The U.S. Justice Department said Verizon Wireless could buy and sell spectrum rights, but other parts of a deal with cable companies were anti-competitive.
In December 2011, Verizon agreed to buy an unused portion of the wireless spectrum from a consortium of cable companies. In June 2012, the company agreed to sell a significant portion of that to T-Mobile USA, the country's smallest national mobile wireless companies.
The Justice Department liked that part of the deal that involves four of the nation's largest cable companies.
In a statement, the department called the unused portion of the spectrum "an important national resource." Healthy competition among businesses would increase and benefit the public, the department said.
However, the department said "Verizon and the cable companies are direct competitors in many local markets ... where Verizon offers video, voice and broadband service," which meant parts of the deal in which Verizon agreed to sell the cable company services would interfere with competition.
A "series of commercial agreements between Verizon and the cable companies would have threatened this competition," the department said in a statement.
The department said the deals included agreements for Verizon to sell cable company services "on an equivalent basis," with Verizon's FiOS -- fiber optic system -- where FiOS is available.
This would cut into the "ability and incentive (for Verizon) to sell its own services aggressively," which would hurt consumers, the department said.
The department said it had filed a lawsuit to prevent the deals from proceeding as is.

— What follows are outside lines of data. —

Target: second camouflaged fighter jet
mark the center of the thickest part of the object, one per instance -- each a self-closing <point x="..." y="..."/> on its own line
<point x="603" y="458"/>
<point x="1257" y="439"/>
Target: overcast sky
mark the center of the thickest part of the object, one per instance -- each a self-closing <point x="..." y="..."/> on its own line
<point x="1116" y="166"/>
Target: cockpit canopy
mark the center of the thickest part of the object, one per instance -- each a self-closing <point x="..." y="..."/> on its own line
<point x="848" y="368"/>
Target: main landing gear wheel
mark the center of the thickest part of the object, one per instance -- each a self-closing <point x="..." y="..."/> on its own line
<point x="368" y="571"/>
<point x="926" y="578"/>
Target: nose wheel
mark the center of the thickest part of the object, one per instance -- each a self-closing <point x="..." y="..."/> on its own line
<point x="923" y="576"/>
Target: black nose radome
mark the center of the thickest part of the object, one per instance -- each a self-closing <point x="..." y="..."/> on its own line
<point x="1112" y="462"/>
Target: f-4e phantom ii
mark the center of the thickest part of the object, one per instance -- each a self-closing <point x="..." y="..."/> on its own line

The cable companies involved include Comcast Corp., which has about 22 million video subscribers more than 17.5 million broadband subscribers, Time Warner Cable Inc., which has more than 12 million video subscribers and more than 10.5 million broadband subscribers, Bright House Networks, the 10th largest provider of video programming distribution, and Cox Communications Inc., the country's fifth largest video programming distributor.